Tech Tips: Quick Word to DITA table conversion
The other day I had to convert a large table from Word to DITA. I started looking at Word XML output and thought about transforming it with XSL (which I have done in the past), but that seemed to be too much trouble for this document. Then I remembered a technique an old SQL coder showed me for loading large amounts of data into a SQL table. I realized this technique could be readily adapted to DITA.
The solution hinges on two great behaviors in Word and Excel (or OpenOffice.org Text and Spreadsheet). First, if you copy a table from Word to Excel, the table columns and rows populate columns and rows in Excel. Secondly, when you copy rows and columns from Excel to a text document (or, more precisely, an XML editor in text mode), the text in each row is taken as a single line of text.
Now comes the fun part: in Excel you can add columns before, between, and after the original table columns. In those new columns you can add DITA (or SQL) markup (such as “<row><entry>”, “</entry><entry>”, or “</entry></row>”) and quickly duplicate that markup over the length of the spreadsheet (by dragging the cell’s drag handle to the bottom of the table, or double-clicking the handle).
Thus, you can copy a table from Word into Excel, add new columns between the columns from the original table, add DITA markup in those columns, then cut and paste the table into your XML editor.
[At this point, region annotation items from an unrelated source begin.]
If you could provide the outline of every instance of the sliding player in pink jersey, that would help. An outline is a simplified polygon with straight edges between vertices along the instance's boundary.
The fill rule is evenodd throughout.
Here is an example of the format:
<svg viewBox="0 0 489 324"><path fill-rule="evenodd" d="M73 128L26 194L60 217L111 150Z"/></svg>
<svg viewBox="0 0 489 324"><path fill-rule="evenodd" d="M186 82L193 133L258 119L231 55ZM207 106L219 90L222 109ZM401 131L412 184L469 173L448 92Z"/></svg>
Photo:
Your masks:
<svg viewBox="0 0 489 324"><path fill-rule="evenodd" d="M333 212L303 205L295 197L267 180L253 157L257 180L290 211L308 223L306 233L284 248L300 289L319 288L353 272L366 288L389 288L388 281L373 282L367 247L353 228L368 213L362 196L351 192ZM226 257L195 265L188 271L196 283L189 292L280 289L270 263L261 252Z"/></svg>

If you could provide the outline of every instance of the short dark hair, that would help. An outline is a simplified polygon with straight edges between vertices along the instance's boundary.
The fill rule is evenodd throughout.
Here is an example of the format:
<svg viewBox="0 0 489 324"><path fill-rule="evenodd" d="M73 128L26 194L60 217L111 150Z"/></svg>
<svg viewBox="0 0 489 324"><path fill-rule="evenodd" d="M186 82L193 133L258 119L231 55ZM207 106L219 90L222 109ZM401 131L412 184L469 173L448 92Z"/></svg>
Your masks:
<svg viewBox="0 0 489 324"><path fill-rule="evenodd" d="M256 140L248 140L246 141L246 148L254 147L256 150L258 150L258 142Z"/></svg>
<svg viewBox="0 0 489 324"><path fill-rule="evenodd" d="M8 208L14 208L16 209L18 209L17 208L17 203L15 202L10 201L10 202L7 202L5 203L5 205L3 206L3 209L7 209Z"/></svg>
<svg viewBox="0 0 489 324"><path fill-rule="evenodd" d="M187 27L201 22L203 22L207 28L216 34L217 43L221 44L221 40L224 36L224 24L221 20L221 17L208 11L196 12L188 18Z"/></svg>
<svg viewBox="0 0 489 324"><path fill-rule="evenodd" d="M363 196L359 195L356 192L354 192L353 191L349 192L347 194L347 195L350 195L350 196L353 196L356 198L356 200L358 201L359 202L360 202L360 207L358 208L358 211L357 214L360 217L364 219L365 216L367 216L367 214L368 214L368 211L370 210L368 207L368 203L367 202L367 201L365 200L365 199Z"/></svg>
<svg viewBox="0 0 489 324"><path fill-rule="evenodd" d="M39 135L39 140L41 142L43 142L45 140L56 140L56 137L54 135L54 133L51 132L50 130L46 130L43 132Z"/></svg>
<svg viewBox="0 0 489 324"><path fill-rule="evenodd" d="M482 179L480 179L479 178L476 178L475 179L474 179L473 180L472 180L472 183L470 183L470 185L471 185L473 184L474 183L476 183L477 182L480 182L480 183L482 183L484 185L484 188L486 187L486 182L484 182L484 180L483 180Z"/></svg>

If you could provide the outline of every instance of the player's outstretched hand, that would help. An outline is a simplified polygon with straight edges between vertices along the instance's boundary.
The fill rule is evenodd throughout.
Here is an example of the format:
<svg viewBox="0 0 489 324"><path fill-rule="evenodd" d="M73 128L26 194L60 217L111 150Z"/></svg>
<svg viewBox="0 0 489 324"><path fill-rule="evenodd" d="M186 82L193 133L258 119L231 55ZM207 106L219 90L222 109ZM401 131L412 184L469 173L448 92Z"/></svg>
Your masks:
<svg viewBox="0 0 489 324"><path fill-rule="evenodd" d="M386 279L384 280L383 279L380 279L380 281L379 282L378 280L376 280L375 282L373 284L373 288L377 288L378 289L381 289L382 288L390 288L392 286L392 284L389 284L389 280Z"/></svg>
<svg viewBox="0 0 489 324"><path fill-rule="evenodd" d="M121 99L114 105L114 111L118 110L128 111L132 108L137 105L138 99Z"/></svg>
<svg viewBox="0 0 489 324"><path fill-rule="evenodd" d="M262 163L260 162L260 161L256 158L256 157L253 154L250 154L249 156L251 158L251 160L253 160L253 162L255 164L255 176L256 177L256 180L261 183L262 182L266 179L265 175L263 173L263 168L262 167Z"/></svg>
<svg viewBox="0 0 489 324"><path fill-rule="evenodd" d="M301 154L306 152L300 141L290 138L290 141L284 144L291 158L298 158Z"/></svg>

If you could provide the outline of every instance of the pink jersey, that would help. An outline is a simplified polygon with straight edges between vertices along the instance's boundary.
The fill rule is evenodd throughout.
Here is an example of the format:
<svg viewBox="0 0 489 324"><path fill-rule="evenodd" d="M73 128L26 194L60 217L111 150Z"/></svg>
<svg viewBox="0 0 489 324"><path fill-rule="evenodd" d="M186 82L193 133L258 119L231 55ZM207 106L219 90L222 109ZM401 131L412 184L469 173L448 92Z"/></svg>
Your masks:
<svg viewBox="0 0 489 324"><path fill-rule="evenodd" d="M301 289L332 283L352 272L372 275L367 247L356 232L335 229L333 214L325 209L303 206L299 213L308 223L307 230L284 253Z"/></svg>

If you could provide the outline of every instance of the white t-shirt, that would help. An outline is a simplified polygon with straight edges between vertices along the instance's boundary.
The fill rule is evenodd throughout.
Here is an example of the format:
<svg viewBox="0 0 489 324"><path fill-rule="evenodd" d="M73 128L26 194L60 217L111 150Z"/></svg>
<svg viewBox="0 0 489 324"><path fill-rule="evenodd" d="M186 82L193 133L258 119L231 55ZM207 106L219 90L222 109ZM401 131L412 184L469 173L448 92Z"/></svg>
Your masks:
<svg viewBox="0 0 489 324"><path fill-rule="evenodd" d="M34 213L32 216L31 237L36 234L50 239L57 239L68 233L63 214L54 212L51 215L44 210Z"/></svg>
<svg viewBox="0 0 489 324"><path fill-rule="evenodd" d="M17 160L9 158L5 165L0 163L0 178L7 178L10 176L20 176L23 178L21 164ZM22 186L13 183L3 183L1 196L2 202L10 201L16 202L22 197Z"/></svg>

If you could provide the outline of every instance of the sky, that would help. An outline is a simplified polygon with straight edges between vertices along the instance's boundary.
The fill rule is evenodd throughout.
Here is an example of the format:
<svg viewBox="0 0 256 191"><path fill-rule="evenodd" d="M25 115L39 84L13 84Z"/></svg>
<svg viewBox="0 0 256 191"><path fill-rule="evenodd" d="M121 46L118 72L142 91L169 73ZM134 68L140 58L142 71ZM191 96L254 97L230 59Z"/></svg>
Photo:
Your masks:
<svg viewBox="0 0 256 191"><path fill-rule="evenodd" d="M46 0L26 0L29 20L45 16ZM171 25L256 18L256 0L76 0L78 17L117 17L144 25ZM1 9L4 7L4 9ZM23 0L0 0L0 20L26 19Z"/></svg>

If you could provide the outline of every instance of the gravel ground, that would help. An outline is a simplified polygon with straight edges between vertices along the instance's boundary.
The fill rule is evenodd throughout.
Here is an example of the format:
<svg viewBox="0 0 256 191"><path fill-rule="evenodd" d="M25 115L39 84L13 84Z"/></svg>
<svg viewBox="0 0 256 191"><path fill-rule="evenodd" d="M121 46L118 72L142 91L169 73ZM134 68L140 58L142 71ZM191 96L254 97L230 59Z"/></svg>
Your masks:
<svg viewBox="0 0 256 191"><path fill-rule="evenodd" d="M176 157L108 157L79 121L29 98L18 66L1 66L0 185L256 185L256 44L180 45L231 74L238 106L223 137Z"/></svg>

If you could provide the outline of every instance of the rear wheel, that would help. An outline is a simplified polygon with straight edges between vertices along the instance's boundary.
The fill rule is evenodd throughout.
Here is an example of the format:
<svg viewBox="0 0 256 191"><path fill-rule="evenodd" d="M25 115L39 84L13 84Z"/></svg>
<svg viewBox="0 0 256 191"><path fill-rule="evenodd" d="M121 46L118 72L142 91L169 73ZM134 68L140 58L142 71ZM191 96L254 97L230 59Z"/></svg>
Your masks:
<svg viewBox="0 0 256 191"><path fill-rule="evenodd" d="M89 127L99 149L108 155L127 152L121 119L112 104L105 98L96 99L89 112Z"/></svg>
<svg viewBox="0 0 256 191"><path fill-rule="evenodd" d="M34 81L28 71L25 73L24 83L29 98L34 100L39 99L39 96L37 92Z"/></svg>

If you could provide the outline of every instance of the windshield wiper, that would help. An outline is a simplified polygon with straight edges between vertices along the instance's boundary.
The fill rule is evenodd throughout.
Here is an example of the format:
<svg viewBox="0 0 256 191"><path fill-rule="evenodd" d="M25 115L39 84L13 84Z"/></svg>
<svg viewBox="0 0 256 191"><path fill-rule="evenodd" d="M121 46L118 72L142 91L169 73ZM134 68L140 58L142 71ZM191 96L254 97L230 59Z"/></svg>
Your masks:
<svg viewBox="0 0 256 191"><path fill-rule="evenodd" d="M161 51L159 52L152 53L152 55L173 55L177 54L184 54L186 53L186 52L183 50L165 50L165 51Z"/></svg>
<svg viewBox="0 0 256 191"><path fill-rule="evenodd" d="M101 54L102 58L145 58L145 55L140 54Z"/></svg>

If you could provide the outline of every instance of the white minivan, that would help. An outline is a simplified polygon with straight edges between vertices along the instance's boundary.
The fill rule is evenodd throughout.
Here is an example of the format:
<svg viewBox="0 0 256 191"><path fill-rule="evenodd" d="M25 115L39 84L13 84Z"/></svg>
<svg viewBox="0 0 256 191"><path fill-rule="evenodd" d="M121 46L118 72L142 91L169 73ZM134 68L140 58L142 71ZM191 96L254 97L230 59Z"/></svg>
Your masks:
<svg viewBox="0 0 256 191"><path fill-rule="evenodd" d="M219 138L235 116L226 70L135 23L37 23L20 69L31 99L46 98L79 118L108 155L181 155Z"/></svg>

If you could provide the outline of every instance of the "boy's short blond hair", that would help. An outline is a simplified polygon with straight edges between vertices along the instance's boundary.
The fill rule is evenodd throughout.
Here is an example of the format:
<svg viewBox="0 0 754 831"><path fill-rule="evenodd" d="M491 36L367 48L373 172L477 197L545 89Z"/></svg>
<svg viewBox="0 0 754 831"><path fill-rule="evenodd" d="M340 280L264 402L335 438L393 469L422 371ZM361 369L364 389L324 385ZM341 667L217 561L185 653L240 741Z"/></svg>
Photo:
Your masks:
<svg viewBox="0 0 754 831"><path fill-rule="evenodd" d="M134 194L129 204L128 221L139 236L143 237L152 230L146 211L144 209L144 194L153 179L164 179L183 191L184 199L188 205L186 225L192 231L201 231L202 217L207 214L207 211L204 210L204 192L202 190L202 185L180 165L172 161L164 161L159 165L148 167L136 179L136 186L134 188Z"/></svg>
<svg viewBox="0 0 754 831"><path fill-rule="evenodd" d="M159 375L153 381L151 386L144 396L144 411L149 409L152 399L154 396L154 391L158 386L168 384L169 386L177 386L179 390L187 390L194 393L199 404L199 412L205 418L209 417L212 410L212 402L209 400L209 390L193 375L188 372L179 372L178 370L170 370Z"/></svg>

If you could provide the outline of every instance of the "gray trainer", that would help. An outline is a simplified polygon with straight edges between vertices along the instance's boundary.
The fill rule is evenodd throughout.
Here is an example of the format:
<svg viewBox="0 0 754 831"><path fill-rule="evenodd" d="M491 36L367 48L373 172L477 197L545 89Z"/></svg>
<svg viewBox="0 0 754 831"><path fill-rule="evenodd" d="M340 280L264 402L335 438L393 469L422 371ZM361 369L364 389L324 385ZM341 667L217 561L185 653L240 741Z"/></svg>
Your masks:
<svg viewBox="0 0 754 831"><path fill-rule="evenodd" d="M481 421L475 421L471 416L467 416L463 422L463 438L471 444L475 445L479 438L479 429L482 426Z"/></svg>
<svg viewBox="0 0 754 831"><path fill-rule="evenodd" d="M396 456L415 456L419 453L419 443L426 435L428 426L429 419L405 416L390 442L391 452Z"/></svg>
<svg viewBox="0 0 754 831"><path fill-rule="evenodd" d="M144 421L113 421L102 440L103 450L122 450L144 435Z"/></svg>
Voilá, you have the body of a new DITA table.
All you have to do is add the appropriate <table>, <tgroup>, and <tbody> elements around the table contents and you’re done.
With a bit more thought, this technique can be used to add all sorts of markup to text as you convert it to DITA. How could you apply this technique?
Larry Kunz
So simple even an English major can do it. I love it. Thanks, Simon!
Darin
Oh the hours I’ve spent creating SQL entries via this method…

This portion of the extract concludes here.